The reason you don't see "Hot Trucks" in this area is that under Health Dept rules to operate one you have to meet the following:
1- Operate from a commissary meeting all requirements of 420-3-22-.09. The commissary
must have, at a minimum, facilities to store food at the required temperatures, a toilet facility
and, except when all food is prepackaged, fill potable water tanks, empty wastewater tanks,
provide a handwashing sink, provide an appropriate warewashing sink and all required items of
the Food Sanitation Rules. If food preparation activities on the mobile unit generate grease or
grease laden vapors, the commissary must have a grease trap in accordance with local
requirements.
2- Operate from a permitted food service establishment (which may be a separately -
owned business under the restrictions of 420-3-22-.09) with facilities to store food at the
required temperatures, a toilet facility and, except when all food is prepackaged, fill potable
water tanks, empty wastewater tanks, provide a handwashing sink, provide an appropriate
warewashing sink and all required items of the Food Sanitation Rules.
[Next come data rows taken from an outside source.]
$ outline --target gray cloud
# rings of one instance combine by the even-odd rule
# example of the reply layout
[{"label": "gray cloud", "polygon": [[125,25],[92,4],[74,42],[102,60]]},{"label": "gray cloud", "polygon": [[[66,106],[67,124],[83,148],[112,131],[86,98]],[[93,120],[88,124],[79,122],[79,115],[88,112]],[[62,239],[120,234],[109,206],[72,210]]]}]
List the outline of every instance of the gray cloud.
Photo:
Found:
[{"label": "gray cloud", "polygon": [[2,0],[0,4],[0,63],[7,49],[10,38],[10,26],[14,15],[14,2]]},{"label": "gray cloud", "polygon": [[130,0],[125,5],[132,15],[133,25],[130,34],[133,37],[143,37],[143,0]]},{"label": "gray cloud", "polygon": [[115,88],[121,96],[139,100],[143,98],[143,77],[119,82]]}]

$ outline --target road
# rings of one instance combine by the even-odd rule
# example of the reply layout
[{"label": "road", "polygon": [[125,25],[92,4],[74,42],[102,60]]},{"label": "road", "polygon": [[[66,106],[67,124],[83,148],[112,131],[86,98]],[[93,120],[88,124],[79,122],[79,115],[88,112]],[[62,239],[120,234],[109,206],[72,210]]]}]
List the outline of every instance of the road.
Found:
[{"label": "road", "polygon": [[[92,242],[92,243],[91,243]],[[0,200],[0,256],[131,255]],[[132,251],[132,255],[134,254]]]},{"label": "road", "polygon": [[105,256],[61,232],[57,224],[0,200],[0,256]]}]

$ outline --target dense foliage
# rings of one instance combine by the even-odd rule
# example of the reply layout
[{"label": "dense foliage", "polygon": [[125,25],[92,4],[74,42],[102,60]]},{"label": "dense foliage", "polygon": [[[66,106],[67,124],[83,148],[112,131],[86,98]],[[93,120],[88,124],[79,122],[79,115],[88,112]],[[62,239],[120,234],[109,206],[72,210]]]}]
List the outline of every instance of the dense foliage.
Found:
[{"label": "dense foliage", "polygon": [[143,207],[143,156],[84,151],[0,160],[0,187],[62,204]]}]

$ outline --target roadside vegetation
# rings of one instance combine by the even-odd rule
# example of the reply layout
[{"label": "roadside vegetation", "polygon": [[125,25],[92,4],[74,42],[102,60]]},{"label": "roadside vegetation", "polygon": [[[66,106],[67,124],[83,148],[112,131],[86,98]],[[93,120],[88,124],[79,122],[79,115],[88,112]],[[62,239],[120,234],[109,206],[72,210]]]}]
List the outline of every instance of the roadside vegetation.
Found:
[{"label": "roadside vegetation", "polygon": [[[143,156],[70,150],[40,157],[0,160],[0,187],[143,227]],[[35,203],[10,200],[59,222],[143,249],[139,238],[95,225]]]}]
If food preparation
activities on the mobile unit generate grease or grease laden vapors, the commissary must have
a grease trap in accordance with local requirements.
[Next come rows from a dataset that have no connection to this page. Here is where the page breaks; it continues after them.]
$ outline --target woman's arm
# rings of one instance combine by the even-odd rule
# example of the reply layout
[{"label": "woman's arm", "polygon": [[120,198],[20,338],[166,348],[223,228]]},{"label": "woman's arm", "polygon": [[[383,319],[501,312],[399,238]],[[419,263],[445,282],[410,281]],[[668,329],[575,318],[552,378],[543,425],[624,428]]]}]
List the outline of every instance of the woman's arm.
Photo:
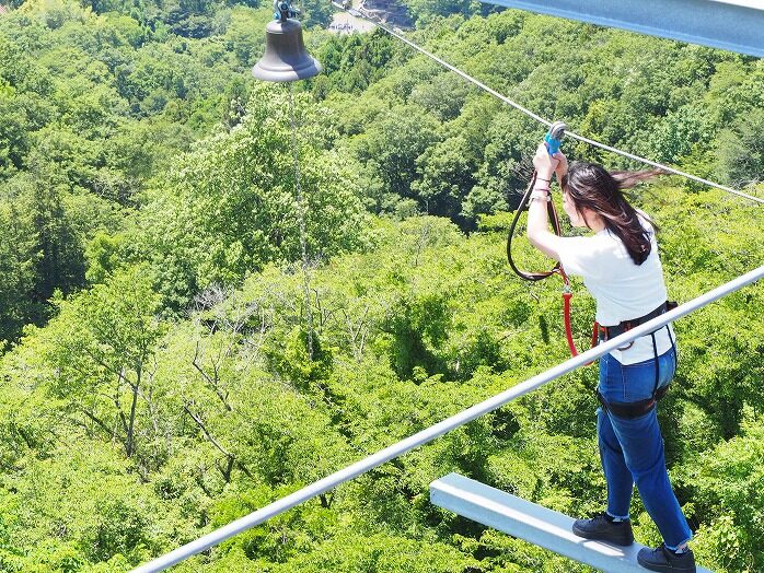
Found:
[{"label": "woman's arm", "polygon": [[[544,255],[559,260],[559,247],[562,237],[549,231],[549,220],[546,214],[546,201],[552,200],[552,174],[559,166],[560,161],[551,157],[546,147],[542,143],[533,157],[533,166],[536,168],[536,182],[531,195],[531,204],[528,208],[528,239]],[[565,162],[567,166],[567,161]],[[558,175],[559,177],[559,175]]]}]

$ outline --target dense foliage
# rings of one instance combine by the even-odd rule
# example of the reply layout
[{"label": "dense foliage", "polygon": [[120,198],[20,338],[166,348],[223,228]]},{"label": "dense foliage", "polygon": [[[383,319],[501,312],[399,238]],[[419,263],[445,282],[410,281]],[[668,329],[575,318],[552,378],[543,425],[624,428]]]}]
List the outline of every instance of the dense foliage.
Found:
[{"label": "dense foliage", "polygon": [[[762,192],[761,60],[409,5],[417,42],[528,107]],[[559,285],[505,262],[539,126],[381,33],[314,28],[326,73],[255,85],[256,8],[0,15],[0,571],[126,571],[568,355]],[[634,199],[680,301],[762,264],[760,207],[679,179]],[[576,292],[583,344],[593,302]],[[679,321],[659,414],[693,547],[719,572],[764,570],[763,312],[759,284]],[[177,570],[589,571],[438,510],[427,487],[459,471],[600,510],[595,378],[576,371]],[[633,515],[658,542],[638,499]]]}]

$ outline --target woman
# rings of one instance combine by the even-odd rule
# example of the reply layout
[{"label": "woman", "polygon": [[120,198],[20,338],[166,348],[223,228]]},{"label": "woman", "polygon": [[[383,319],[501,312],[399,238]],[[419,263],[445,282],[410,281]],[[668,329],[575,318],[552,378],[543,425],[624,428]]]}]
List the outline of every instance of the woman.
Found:
[{"label": "woman", "polygon": [[[533,159],[536,179],[528,213],[528,238],[558,260],[568,274],[583,279],[597,301],[602,338],[665,312],[667,291],[658,258],[655,230],[644,213],[624,198],[622,189],[657,174],[610,174],[599,165],[568,162],[562,153],[549,156],[542,143]],[[563,188],[563,208],[574,226],[594,234],[559,237],[548,230],[546,201],[552,174]],[[607,482],[607,511],[578,519],[574,533],[628,546],[634,542],[628,511],[636,483],[645,508],[656,522],[663,543],[644,548],[638,561],[663,572],[694,572],[687,541],[692,531],[682,514],[665,469],[663,438],[656,416],[676,367],[676,348],[670,326],[638,338],[600,359],[598,438]]]}]

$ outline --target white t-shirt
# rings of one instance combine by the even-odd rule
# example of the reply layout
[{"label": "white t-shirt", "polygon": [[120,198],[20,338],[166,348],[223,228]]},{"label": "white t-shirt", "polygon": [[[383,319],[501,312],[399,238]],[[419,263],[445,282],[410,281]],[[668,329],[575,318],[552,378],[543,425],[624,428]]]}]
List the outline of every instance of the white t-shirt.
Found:
[{"label": "white t-shirt", "polygon": [[[632,260],[622,241],[606,229],[593,236],[565,237],[562,241],[558,254],[563,269],[583,279],[583,284],[597,301],[597,321],[603,326],[645,316],[667,300],[655,232],[644,219],[641,223],[648,230],[652,245],[650,255],[641,265]],[[671,348],[672,339],[671,325],[656,332],[658,355]],[[613,350],[611,355],[622,364],[652,360],[652,339],[649,335],[643,336],[627,350]]]}]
3- Handwashing facility on-board the mobile unit; potable (drinking) water tank securely
affixed on-board; waste water holding tank securely affixed on-board, 15% larger than the
potable water tank; warm water (100°F) provided at all times in adequate amounts.
4- Three-compartment sink on-board with chemical test papers available and used.
5- Two-compartment sink on-board with chemical test papers provided and used.
6- Refrigeration/cold holding facilities on-board and/or facilities for hot holding food onboard,
thermometers provided and used.
7- Four sets of food handling utensils, properly sanitized and prewrapped, on-board.
(CHECK WITH THE LOCAL COUNTY HEALTH DEPARTMENT WHERE OPERATION
IS PROPOSED TO VERIFY IF THIS OPTION IS ALLOWED).
8- Cooking facilities on-board, to include thermometers, water under pumped pressure to
all sinks, sufficient ventilation to remove vapors and smoke from the cooking area, screens or
effective forced air barriers, self closing doors, shielded lights, and smooth, non-absorbent,
easily cleanable floors, walls, and ceilings.
9- Transport entire mobile unit to commissary daily.
10 - (For vehicles used for dispensing only raw fish or shrimp) Maintain product in direct
contact with ice with meltwater contained until delivery is completed. Meltwater shall be
disposed in a sanitary manner at the commissary or in accordance with law. Insulated
containers and all necessary articles used for dispensing must be in an enclosed part of the
vehicle, such as in a covered bed of a pick-up or inside a van. The commissary must have the
capability to wash, rinse, and sanitize all food contact surfaces, and for cleaning the vehicle.